Paper SS1-WeA5
Abstraction of ¹⁸O Atoms Chemisorbed on Pd(111) by ¹⁶O Atoms Incident from the Gas-Phase

Wednesday, October 17, 2007, 3:00 pm, Room 608

We investigated the reactions of gas-phase ¹⁶O atoms with ¹⁸O atoms initially chemisorbed on the Pd(111) surface using direct product monitoring and temperature programmed desorption. We find that ¹⁶O¹⁸O molecules desorb promptly at surface temperatures as low as 100 K during the atom-surface collisions, which suggests that ¹⁸O abstraction occurs by a direct reaction with incident ¹⁶O atoms. Only about 20% of the initially adsorbed ¹⁸O evolves as ¹⁶O¹⁸O during the beam exposures, independent of the surface temperature from 100 K to 500 K. At all temperatures, the ¹⁶O¹⁸O desorption rate initially rises to a maximum and decays thereafter with increasing beam exposure. Above 200 K, a second maximum in the desorption rate also appears after longer exposures, with the intensity of this maximum increasing with increasing surface temperature. We find that the abstraction kinetics is primarily determined by the distribution of oxygen phases that develop on the surface during oxygen uptake from the beam. Specifically, the data suggests that the observed ¹⁶O¹⁸O desorption arises from direct reactions between gaseous ¹⁶O atoms and ¹⁸O atoms chemisorbed either on the bare metal or on top of a surface oxide, and that the abstraction of oxygen atoms incorporated within both surface and bulk oxides occurs with low probability.
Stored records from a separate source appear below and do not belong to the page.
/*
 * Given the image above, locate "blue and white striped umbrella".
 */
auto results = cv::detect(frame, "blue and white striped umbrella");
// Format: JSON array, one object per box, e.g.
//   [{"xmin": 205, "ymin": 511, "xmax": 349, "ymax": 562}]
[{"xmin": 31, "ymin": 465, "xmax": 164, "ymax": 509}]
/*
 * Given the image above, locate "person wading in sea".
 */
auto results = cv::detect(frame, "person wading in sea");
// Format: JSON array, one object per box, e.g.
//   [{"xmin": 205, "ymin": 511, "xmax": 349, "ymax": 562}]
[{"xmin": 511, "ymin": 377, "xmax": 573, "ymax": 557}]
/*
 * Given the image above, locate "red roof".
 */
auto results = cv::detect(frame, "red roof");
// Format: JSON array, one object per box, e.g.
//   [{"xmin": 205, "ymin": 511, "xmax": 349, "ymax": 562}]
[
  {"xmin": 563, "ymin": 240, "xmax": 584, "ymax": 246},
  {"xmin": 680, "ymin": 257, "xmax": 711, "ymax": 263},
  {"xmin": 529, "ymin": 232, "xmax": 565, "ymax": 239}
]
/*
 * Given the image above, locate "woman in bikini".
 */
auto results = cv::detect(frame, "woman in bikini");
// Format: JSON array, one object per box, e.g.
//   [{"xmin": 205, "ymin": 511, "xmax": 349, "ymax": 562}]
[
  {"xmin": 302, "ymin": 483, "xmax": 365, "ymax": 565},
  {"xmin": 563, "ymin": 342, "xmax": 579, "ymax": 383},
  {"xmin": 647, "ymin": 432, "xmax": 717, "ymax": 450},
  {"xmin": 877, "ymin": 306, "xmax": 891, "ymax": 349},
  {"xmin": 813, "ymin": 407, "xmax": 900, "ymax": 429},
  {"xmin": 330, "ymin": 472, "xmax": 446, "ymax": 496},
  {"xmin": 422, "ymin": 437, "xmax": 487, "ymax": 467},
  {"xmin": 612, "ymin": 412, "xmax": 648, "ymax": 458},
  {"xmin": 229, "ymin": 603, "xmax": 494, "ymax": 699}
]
As a result, only a fraction of the ¹⁸O atoms are abstracted before incorporating into oxide phases during the beam exposure. The second maximum in the ¹⁶O¹⁸O desorption rate is attributed to abstraction of ¹⁸O atoms chemisorbed on top of a developing surface oxide. The increase in this rate maximum with increasing surface temperature will be discussed within the context of an exchange process between oxygen atoms within the surface oxide and oxygen atoms chemisorbed on top of the surface oxide, and a kinetic analysis of the exchange will be presented.